Thursday, January 07, 2016

Forced Family Togetherness Always Works

Alex' roomie wanted to watch Vacation, the Ed Helms/Christina Applegate movie that's basically the descendant of those Chevy Chase National Lampoon (fill in type) Vacation films. Which I never really watched, because Chevy Chase isn't really funny to me*. And I had not heard good things about the new movie, so really low expectations.

As it turns out, I did actually laugh at some of it. Not as much as Alex did, but at least a few times. The gross out humor - the swim in "Griswold's Spring", for example - no thanks. The parts where people are injuring themselves, that I usually laughed at. The part where they're rafting on the Colorado River. There were a couple of other things. I was worried the possibly psychopathic little brother character was going to continue being a bullying little shit the entire film, so the fact he eventually gets stopped was much appreciated. And they did it in a way that just humiliate him by making him uncomfortable, so I didn't have to feel bad about cheering an elementary school kid getting his ass beat. Bonus.

The story is about what you expect. The dad deciding they need a family vacation and forcing everyone into it. Everyone is miserable, until they recognized Dad was just trying to be a Good Father (because he feels he's not doing a good job of it), and this changes everyone's mind about the whole thing. I don't know that it actually works that way. At best maybe everyone would agree to pretend they were OK just to not hurt his feelings. Not really how I remember my family vacations, but it must happen to some people, given how many films use that arc.

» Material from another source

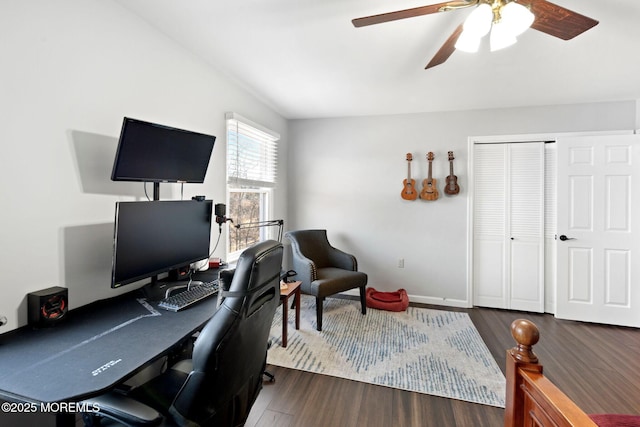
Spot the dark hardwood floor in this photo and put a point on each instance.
(597, 366)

* And I guess I've heard enough stories about him generally being an ass to everyone to the point a couple of years ago I had a dream where I beat him up in a grocery store parking lot. I don't remember what he did, but I know in the dream I had no qualms about it.

3 comments:

SallyP said...

I have never been a huge fan of the Vacation movies either... with the exception of Christmas Vacation, which is one of my favorites. Go figure.

CalvinPitt said...

Is it more of a Christmas movie than a vacation movie? That might explain it (if you're a fan of Christmas movies. If not, then I've got nothin'.)

SallyP said...

It IS more of a Christmas movie I guess. Plus the dinner scene just cracks me up. And the squirrel in the tree.